Death and discounts are coming together this Black Friday with a promotion from on direct-to-consumer funeral caskets.
Titan Casket, the self-proclaimed "Warby Parker of the funeral industry," is offering customers $50 off if they pre-purchase a casket, which can run between roughly $500 to $4000. The company touted this "first-of-its-kind deal" as a way for customers to lock in the price of a casket today and potentially save their families thousands of dollars in the future.
COO Joshua Siegel said the promotion is a test of the company's long-term effort to get consumers to think about and plan for their deaths or a family member's death well in advance of that sad, but inevitable, moment.
Targeted discounts are just one part of this strategy. Getting a Titan casket featured in the music video for Taylor Swift's single Anti-Hero is another.
Behind the footage of Swift climbing out of a Titan casket, however, the company is anchoring its marketing around a message of consumer rights.
"Most families in the U.S. only go to a funeral home when they suffer a loss, and they end up not getting what they want and spending too much money," he said. "Unlike other major purchases, they don't shop around, but we think it doesn't have to be this way."
As Siegel explained, the casket industry is dominated by just two firms, Matthews International and the Batesville Casket Company, both of which only sell through funeral homes.

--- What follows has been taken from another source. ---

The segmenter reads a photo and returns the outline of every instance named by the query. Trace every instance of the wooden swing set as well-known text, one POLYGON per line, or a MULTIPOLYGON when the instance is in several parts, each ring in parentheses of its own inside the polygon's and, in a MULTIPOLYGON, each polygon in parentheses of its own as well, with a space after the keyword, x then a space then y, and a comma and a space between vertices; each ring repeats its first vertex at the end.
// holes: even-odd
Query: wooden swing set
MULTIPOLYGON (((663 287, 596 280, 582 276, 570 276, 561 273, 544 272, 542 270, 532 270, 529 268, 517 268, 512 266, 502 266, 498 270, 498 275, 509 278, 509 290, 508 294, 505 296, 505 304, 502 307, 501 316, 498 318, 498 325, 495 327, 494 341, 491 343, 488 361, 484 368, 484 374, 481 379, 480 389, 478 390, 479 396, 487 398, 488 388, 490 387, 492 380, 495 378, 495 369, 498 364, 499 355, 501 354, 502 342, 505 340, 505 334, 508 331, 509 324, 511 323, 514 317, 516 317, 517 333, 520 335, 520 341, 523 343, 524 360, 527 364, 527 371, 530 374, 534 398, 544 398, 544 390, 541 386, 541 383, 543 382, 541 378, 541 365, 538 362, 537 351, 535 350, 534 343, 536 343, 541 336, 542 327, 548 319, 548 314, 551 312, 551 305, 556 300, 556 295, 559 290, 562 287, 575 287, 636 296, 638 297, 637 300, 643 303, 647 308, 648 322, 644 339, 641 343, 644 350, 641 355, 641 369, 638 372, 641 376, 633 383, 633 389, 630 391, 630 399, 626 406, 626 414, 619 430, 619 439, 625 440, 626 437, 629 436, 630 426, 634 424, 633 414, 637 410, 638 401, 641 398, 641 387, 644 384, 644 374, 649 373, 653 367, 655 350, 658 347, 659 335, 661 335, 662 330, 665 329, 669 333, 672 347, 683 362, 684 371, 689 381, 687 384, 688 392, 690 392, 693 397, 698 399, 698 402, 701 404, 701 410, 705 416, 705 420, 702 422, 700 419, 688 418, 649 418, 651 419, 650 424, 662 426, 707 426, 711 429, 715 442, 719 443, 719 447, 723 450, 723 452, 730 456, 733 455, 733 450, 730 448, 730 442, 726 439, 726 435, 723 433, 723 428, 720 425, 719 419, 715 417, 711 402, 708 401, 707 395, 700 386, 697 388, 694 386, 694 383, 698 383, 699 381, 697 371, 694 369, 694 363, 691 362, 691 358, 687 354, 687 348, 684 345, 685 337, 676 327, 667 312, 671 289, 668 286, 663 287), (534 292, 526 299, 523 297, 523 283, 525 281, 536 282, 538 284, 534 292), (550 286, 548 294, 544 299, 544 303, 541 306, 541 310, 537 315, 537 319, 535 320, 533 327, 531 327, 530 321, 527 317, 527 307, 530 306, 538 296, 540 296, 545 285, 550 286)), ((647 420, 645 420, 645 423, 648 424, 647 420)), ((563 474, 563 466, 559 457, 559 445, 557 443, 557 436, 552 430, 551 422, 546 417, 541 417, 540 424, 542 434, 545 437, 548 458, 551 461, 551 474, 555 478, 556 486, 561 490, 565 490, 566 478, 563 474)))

However, consumers do have options. The Federal Trade Commission passed a regulation back in 1984 called the Funeral Rule that requires funeral homes to accept any casket bought outside of their business. In addition, the agency voted in October to expand the rule to require funeral homes to post prices online.
This opens the door to direct-to-consumer brands such as Titan, but first they have to get consumers on board with being marketed to about death.
"A casket is something you either need or you don't, and if you don't need it, you don't want to be seeing caskets marketed to you," Siegel said. "If someone sees our ads on Facebook for the first time, the joke they often make is, 'Why is this on my timeline? Does the algorithm know something that I don't?'"
To combat this kind of morbid speculation, Titan has so far emphasized the educational aspect of its marketing. Going forward, the challenge for the company is getting customers to actually buy caskets ahead of time.
"The Taylor Swift [video] drove a ton of traffic, but it didn't necessarily drive a bunch of conversions," said Andrew Oved, managing partner at Reformation Partners, which recently invested $3.5 million in Titan. "However, the sense is that long-term a lot of visitors that came to the website will end up purchasing from Titan."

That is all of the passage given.